Whereas the front yard is defined by formality, the side yard is defined by being a transitory space. In the side yard, a transformation happens, a dressing down of sorts towards the rear yard, played out in the architecture with a subsequent downgrade of material quality, a marked shortage of architectural relief and ornamentation, a clear indication of a more utilitarian aesthetic, and a lack of visual intrigue.

Floor plan, residence, showing decreasing order of primacy of spaces, from the public realm to private (2048, 20110204 FE NL)

Instances where side yards are not present, a psychological and somewhat subconscious undressing can happen through the house, aided and abetted by the architectural topography of descending order of functions and rooms. This primacy of spaces, from more formal to less formal rooms, in the path from front to back, invariably leads to the panacea of yards, the backyard.

4-Rear yards: Away from street view

The rear yard, or backyard, is the antithesis of the front yard. It is less formal, less tense, and much more relaxed. The backyard could not be more divergent in purpose, utility and architectural style than the front yard.

The backyard is more of an oasis, a private space that is less subject to societal norms, upkeep and maintenance. In some respects, the constraints that are imposed in the front are relaxed in the back, away from the street. Backyards are spaces typically teeming with life, where barbecue cookouts, Friday nights, patios, pool parties, family gatherings happen partially shielded from direct public view.

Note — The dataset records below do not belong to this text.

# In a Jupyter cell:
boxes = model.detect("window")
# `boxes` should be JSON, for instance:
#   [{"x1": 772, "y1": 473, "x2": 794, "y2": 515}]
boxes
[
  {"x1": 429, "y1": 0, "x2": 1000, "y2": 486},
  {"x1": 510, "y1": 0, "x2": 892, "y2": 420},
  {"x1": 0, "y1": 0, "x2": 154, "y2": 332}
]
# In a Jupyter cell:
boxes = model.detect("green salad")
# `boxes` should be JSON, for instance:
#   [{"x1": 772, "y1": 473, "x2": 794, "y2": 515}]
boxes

Yards, Front, Coloniale near Napoleon, Montreal, QC

Yards, Rear, Coloniale near Napoleon, Montreal, QC

The relaxed laissez-faire attitude of the backyard is evident, encouraged and celebrated in the architectural expression. Typically, the least adorned side of house, finished in an almost clandestine manner, sometimes with complete disregard for zoning norms and building regulations. Construction techniques are highly improvisational, assembled with whatever materials available and within reach, resulting in a vernacular quality to the architecture. Mismatched, recycled, reclaimed, and unstructured, there is an inventive, creative and somewhat amateurish quality to the architectural composition that physically imparts and actually reinforces the casual nature of the backyard.

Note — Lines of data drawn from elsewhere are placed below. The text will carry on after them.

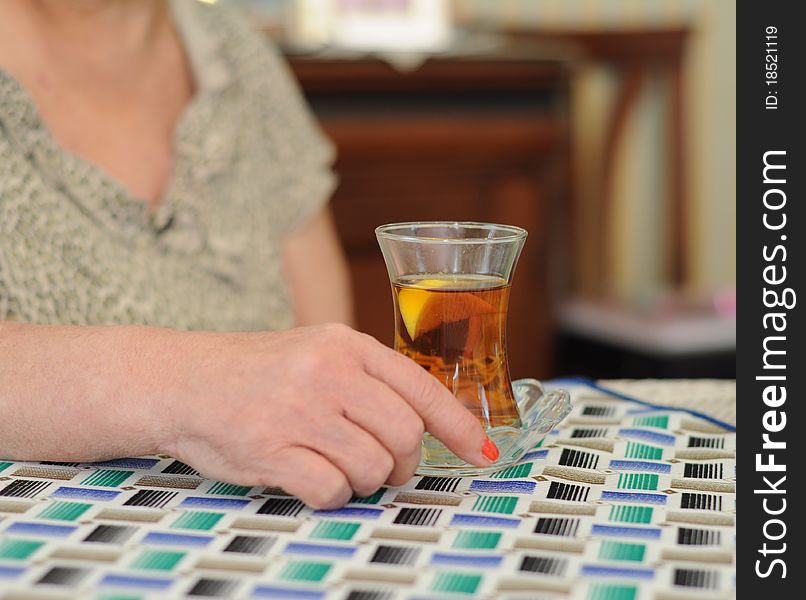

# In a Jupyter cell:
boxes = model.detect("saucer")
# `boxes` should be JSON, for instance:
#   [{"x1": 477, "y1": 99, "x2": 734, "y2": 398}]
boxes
[{"x1": 416, "y1": 379, "x2": 572, "y2": 477}]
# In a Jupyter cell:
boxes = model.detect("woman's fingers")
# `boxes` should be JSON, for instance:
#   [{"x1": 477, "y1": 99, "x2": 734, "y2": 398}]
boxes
[
  {"x1": 312, "y1": 418, "x2": 395, "y2": 496},
  {"x1": 344, "y1": 376, "x2": 424, "y2": 464},
  {"x1": 362, "y1": 336, "x2": 492, "y2": 466},
  {"x1": 271, "y1": 446, "x2": 353, "y2": 508}
]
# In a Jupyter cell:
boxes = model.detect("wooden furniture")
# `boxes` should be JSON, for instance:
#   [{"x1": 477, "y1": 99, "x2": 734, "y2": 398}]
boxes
[{"x1": 289, "y1": 51, "x2": 567, "y2": 377}]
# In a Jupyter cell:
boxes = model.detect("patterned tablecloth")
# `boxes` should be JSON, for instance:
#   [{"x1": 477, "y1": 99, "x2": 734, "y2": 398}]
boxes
[{"x1": 0, "y1": 384, "x2": 736, "y2": 600}]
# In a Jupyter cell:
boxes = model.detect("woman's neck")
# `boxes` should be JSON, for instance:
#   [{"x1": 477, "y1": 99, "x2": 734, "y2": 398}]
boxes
[{"x1": 0, "y1": 0, "x2": 170, "y2": 73}]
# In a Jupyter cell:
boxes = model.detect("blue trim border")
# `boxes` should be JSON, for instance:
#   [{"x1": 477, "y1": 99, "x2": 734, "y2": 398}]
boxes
[{"x1": 545, "y1": 377, "x2": 736, "y2": 432}]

A hodge podge of additions, mismatched siding, sun porches, balcony enclosures, atriums, garages, cold rooms, all jut out into the backyard like unintended and unplanned appendages that would seem out of context and out of place anywhere, but in the backyard. Yet, here, in the backyard, these constructions add to the aura and expand the palate of the architectural expression, forming a visual kaleidoscope of styles and forms. Whereas norms and composition integrity would abhor to allow such a visual assault to exist in the front yard, it is a somewhat welcome presence in the relaxed confines of the backyard.

Yards, Front, Rue Clark near Rue St-Cuthbert, Montreal, Quebec

Yards, Rear, Rue Clark near Rue St-Cuthbert, Montreal, Quebec

Indeed, many municipalities have bylaws and norms that are more lax on rear yard alterations precisely because they do not detract from the front yard and street character.

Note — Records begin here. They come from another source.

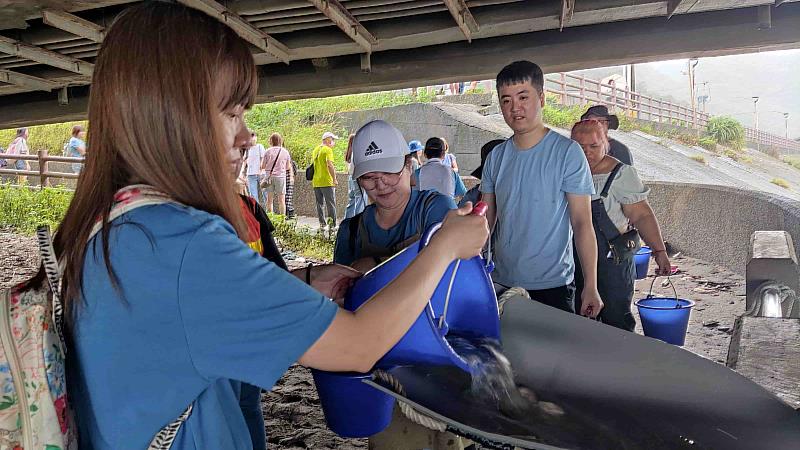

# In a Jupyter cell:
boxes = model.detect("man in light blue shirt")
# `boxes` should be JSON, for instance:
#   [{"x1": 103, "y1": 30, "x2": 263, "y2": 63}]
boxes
[{"x1": 480, "y1": 61, "x2": 603, "y2": 318}]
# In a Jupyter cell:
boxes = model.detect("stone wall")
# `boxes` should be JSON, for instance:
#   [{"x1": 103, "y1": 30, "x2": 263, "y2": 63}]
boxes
[{"x1": 647, "y1": 182, "x2": 800, "y2": 274}]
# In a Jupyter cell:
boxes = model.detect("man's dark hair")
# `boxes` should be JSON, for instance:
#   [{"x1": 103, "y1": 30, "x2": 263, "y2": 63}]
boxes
[
  {"x1": 425, "y1": 137, "x2": 444, "y2": 159},
  {"x1": 497, "y1": 61, "x2": 544, "y2": 94}
]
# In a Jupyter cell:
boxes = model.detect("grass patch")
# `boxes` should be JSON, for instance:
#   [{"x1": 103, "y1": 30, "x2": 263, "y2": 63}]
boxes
[
  {"x1": 770, "y1": 178, "x2": 789, "y2": 189},
  {"x1": 269, "y1": 214, "x2": 336, "y2": 261},
  {"x1": 782, "y1": 156, "x2": 800, "y2": 170},
  {"x1": 0, "y1": 184, "x2": 72, "y2": 234}
]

Although newer developments are less likely to utilize an abundance of varied and conflicting materials in the backyard, the degradation of materials is quite common, resulting in rear yard elevation clad in vinyl siding, and the front yard elevation finished with a hybrid of more durable materials such as brick and stone.

Yards, Front and Side, Dahlia near Laurier, Rockland, ON

Yards, Rear, Dahlia near Laurier, Rockland, ON

5-Architectural Mullet

Like two sides of a coin, the branded architectural styles of both the front yard and rear yard are complete opposites. Adorned in the best of materials under the strictest of norms, front yard architecture is trim, prim and proper. Clad in the best of the rest and overseen by lax regulations, rear yard architecture is uneven, unkempt and offbeat.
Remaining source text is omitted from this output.